Since its earliest days, the WE organization has operated based on the philosophy that it can ensure fiscal stability, maximize its program delivery, and ensure its long-term impact by owning property as a form of endowment.
The rationale for WE’s Real Estate Strategy includes many factors:
WE Charity’s international development programs require on average a five-year commitment to provide WE Village’s holistic sustainable development model of education, water and sanitation, healthcare, food security, and economic opportunity. Given the organization makes a long-term, multi-year commitment to international communities, it is imperative that WE Charity has models of financial sustainability in order to fulfill its development commitment, even during times of economic downturn when charitable donations decrease.
Experts and independent evaluators who specialize in non-profit operations recommend that charities keep six to 24 months of reserve funds in place in order to withstand negative financial conditions (e.g. a recession or other financial shock). Purchasing property provides tangible assets for the organization that give it long-term financial stability and a valuable fiscal reserve to underpin its operations. Some organizations build their reserves with cash, equity investments, or revenues from endowment investments. But WE Charity does not have a traditional endowment and its Board of Directors believes that equity investments carry significant fluctuation risk, particularly correlated with financial downturns. So, its reserve is established through the ownership of real estate, which allows accessible cash reserves through mortgages.
By operating out of the buildings it owns, the organization also minimizes office space costs while establishing a form of reserve fund that not only gives long-term financial security to the organization, but also provides resources and services to stakeholders and community partners, every day.
WE Charity has received specific, targeted donor gifts towards the purchase of real estate. To be clear, no project funds or youth fundraising was used for the purchase of real estate. For example, WE’s Global Headquarters in downtown Toronto, the WE Global Learning Centre, was funded entirely through targeted gifts from donors.

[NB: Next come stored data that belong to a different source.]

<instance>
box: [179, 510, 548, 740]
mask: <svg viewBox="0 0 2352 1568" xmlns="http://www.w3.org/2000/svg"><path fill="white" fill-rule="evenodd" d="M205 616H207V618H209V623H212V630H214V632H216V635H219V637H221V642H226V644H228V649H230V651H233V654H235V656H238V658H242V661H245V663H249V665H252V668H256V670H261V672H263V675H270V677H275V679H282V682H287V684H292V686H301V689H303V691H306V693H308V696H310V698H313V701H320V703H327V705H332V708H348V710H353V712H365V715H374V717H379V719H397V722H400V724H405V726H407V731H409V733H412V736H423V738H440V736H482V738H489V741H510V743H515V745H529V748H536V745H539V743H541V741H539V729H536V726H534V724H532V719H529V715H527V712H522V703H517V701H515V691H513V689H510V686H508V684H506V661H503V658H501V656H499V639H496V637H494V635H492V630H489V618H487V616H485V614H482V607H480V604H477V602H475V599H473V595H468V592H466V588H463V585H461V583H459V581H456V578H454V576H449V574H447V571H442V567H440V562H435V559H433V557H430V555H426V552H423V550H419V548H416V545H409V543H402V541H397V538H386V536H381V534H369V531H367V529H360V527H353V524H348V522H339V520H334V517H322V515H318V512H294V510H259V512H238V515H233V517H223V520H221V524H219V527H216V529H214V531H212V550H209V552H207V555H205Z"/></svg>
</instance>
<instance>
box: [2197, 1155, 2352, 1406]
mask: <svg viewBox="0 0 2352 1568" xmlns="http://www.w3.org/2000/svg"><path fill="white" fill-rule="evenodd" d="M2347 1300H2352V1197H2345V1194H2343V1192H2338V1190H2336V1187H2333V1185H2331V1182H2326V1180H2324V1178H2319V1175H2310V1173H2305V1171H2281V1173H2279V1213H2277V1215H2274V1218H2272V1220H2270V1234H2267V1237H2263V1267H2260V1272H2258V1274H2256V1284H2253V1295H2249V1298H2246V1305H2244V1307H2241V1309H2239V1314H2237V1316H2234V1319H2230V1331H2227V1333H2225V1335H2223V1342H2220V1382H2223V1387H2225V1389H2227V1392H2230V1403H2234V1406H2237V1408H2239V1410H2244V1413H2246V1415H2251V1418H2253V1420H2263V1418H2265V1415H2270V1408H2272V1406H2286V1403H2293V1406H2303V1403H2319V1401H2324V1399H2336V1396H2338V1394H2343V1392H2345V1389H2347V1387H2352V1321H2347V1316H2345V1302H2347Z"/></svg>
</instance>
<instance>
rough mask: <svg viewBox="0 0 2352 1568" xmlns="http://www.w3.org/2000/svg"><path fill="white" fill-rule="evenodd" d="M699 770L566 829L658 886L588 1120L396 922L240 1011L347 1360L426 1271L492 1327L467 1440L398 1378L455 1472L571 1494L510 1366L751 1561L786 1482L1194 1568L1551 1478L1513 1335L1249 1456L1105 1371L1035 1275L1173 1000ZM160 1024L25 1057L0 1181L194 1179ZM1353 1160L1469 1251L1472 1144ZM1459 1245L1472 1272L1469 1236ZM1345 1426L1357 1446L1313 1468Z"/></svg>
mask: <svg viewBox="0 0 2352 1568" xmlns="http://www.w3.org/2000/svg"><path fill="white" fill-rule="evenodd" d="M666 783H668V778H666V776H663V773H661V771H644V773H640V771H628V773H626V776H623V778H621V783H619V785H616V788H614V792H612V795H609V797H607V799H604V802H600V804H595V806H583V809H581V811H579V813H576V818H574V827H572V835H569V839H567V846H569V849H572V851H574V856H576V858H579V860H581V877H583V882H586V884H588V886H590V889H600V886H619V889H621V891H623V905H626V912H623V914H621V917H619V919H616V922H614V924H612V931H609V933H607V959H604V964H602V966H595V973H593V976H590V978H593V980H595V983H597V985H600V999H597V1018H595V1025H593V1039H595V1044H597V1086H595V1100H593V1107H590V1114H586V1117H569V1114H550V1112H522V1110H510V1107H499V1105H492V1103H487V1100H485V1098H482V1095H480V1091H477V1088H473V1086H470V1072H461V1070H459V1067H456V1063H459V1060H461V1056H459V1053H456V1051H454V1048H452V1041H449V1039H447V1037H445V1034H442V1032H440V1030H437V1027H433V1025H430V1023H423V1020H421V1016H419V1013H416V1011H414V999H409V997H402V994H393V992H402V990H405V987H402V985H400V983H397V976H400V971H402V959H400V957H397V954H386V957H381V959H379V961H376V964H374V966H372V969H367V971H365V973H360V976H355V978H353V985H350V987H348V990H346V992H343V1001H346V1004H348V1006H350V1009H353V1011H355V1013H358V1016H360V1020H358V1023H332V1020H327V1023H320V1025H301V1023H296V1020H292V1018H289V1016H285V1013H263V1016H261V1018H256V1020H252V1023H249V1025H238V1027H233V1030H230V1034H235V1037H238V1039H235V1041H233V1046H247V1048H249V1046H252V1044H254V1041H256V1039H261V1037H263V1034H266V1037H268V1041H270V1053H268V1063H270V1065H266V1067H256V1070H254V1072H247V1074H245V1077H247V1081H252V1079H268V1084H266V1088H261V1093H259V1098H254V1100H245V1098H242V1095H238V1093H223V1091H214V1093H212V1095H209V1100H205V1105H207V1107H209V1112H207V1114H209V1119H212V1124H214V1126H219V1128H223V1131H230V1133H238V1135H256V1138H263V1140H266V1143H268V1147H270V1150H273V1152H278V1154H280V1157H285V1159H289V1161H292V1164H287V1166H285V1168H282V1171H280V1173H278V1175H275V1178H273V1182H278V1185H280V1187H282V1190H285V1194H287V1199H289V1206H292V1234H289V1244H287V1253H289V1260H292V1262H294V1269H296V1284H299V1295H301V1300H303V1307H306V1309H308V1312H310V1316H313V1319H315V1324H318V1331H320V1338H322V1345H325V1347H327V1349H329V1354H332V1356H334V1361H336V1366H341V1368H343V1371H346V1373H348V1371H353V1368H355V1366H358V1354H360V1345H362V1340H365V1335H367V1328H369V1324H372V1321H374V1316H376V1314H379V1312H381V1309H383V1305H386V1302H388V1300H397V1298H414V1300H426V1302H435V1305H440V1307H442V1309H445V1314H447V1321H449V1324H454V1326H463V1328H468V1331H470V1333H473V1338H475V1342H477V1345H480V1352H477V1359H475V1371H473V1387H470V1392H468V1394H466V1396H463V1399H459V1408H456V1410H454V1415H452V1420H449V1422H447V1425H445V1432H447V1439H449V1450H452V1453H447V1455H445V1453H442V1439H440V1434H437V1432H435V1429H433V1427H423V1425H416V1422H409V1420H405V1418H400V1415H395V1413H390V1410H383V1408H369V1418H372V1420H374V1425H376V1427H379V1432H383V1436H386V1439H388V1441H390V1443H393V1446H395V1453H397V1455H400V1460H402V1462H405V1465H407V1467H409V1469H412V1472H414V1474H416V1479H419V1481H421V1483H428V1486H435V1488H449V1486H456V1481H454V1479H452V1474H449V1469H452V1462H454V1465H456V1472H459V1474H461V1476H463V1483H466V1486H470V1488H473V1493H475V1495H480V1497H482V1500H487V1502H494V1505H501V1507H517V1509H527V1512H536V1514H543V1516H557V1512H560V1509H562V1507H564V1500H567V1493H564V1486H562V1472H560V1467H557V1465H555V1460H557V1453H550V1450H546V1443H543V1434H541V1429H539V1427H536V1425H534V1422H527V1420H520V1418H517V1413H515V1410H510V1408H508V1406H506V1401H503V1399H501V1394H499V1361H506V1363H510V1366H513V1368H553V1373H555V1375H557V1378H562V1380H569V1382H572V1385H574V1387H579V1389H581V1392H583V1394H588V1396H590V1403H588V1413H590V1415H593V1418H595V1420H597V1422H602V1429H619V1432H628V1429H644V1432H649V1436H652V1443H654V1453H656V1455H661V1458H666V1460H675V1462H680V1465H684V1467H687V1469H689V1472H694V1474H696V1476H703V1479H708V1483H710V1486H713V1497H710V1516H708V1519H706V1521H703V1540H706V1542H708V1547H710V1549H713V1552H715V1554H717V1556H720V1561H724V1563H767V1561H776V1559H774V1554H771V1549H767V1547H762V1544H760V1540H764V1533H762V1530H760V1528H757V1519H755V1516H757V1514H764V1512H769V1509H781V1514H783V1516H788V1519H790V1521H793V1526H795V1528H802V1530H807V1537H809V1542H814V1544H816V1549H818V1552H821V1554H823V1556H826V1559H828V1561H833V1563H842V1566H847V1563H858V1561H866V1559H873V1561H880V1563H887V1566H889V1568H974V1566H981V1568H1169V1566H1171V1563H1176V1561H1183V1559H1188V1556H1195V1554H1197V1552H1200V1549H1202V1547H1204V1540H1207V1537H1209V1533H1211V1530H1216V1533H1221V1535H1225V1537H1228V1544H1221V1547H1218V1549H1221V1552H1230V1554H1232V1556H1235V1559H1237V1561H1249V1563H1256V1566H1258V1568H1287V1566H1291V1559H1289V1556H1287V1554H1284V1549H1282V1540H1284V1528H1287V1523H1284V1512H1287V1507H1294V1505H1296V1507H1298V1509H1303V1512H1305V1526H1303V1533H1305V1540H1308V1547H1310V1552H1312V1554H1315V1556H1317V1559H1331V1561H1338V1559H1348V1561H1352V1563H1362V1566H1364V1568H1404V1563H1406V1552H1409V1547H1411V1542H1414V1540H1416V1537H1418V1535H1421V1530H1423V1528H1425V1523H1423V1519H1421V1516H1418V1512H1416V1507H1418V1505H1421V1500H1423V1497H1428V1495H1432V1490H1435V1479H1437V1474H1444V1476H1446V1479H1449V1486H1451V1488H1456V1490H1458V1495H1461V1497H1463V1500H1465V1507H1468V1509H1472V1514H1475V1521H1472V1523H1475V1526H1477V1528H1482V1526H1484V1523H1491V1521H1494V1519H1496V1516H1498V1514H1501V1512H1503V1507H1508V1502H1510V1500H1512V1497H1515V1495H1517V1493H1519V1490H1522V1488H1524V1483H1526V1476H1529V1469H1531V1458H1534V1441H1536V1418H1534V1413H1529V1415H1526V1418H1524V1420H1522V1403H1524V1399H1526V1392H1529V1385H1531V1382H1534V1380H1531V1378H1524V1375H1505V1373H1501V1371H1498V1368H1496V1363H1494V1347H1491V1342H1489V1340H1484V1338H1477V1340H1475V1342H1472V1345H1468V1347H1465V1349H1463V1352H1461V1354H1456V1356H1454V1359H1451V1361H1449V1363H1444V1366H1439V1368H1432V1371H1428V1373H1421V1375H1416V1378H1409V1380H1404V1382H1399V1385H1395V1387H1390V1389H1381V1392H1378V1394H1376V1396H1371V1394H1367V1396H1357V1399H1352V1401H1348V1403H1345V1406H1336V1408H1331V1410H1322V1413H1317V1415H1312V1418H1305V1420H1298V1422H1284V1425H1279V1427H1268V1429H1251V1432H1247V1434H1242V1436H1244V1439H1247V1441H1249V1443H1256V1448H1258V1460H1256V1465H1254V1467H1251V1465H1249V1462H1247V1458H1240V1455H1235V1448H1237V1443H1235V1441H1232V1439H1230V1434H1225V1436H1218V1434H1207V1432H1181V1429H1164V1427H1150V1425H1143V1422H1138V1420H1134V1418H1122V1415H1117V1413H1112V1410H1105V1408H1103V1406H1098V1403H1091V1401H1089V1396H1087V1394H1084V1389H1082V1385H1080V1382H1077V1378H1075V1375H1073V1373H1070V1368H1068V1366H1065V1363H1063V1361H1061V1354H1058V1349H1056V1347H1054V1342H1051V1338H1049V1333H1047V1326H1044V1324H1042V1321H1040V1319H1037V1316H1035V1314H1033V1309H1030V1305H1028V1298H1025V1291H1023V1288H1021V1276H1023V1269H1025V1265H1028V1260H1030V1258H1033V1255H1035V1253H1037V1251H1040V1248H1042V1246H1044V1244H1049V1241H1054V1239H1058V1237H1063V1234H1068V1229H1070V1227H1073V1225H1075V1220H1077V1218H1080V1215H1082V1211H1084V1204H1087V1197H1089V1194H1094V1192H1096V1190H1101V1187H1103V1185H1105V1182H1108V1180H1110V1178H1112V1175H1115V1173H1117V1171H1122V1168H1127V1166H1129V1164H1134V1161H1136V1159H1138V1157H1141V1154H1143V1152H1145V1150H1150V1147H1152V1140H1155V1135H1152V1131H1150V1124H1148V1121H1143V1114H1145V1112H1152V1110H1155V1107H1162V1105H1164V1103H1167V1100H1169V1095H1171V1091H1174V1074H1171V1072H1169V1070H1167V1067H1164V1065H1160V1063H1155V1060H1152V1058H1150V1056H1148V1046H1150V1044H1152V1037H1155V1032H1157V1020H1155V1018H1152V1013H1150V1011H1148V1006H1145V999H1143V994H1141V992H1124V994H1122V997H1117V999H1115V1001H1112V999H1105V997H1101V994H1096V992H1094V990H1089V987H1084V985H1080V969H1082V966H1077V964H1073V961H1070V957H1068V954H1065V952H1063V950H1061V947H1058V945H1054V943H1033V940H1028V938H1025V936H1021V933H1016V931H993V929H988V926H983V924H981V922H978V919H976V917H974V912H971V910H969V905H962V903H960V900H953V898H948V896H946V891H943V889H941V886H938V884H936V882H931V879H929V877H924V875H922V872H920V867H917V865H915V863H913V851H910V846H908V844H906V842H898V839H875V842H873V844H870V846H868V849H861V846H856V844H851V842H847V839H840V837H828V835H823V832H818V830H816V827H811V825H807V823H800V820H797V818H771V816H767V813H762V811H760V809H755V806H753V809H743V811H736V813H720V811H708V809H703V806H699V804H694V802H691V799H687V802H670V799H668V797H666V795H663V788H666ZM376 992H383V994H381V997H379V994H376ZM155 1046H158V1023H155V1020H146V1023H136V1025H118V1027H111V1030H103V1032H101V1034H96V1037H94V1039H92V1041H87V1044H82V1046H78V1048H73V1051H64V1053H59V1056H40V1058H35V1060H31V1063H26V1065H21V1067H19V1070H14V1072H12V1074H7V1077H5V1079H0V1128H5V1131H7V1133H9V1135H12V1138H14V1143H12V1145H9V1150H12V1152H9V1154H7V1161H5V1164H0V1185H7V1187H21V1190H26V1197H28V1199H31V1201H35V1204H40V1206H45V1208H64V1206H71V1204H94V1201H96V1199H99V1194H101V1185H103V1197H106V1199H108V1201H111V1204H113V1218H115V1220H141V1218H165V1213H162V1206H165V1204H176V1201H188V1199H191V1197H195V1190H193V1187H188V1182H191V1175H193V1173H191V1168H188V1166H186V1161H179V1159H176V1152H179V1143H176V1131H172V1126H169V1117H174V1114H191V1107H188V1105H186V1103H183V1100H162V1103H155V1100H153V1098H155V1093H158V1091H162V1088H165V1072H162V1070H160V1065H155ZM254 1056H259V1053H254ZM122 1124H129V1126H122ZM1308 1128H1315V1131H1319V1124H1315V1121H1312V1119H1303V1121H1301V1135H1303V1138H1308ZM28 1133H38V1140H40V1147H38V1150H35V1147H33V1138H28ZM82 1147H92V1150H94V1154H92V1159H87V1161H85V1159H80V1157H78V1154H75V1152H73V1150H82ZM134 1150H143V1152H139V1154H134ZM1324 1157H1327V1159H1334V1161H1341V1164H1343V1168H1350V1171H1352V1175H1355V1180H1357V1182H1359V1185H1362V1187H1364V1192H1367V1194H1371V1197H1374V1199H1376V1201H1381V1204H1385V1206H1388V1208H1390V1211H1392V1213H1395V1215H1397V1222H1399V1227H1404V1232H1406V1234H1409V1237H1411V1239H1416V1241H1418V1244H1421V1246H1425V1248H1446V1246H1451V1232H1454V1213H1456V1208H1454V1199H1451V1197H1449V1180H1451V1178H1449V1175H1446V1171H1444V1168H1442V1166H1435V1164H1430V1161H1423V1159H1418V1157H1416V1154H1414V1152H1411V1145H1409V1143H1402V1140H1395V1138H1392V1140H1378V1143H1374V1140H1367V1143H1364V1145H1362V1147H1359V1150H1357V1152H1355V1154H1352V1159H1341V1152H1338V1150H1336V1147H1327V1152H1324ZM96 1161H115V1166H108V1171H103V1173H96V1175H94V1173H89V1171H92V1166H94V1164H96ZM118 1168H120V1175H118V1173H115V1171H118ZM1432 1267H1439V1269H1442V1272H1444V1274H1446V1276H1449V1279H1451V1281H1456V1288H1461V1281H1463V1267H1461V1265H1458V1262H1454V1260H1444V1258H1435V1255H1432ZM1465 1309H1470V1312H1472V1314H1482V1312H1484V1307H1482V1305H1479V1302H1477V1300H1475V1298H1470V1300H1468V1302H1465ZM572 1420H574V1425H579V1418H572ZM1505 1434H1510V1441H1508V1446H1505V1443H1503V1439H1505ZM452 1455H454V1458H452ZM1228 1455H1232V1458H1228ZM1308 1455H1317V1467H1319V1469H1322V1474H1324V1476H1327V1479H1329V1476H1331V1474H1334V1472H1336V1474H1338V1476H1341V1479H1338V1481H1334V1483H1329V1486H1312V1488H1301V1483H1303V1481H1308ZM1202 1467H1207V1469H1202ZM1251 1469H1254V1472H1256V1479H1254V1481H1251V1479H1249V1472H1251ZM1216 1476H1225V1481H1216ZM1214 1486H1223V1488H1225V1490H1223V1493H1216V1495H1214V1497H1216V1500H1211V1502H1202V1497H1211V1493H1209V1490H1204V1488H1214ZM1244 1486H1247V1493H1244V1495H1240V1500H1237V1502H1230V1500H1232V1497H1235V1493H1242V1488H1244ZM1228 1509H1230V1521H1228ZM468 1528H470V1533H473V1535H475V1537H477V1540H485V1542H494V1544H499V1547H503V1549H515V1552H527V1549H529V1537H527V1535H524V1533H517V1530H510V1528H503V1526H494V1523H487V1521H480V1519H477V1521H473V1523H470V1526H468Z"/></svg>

The WE orgainzation has adopted a long-term vision to establish a nexus of innovation, a Campus for Good, that enables non-profits, social enterprises, and community services, within a hub in Toronto’s urban east core that fosters transformative change in the local and global communities. The WE Global Learning Centre and the soon-to-be completed WE Social Entrepreneurship Centrewill together serve as the physical anchors of this vision, providing shared services to social purpose organizations. The goal is to encourage other social purpose entities to leverage WE’s shared use spaces and resources. As that transformation takes place, WE will work to ensure those most in need continue to have a home in the community, and benefit from the positive impacts the Campus for Good generates.
WE’s Real Estate Strategy is fully endorsed by WE Charity’s Board of Directors and has been independently verified by financial and governance experts. It has created long-term assets for the organization while enabling WE Charity to spend less than 10% of its funds on administration, with, on average, 90 cents of every dollar donated going directly to support programming.
By leveraging real estate as a long-term asset, and with the generous support from donors, WE has created a new model that one expert calls a “best practice for other non-profits to follow”. In his review of WE Charity's real estate practices, Scott McCallum, the former Governor of Wisconsin, said: "Based on my thorough review and my 40 years of experience working in the non-profit sections, I can conclude that WE Charity's investments in real estate assets represent a best-in-class example for other non-profits to follow."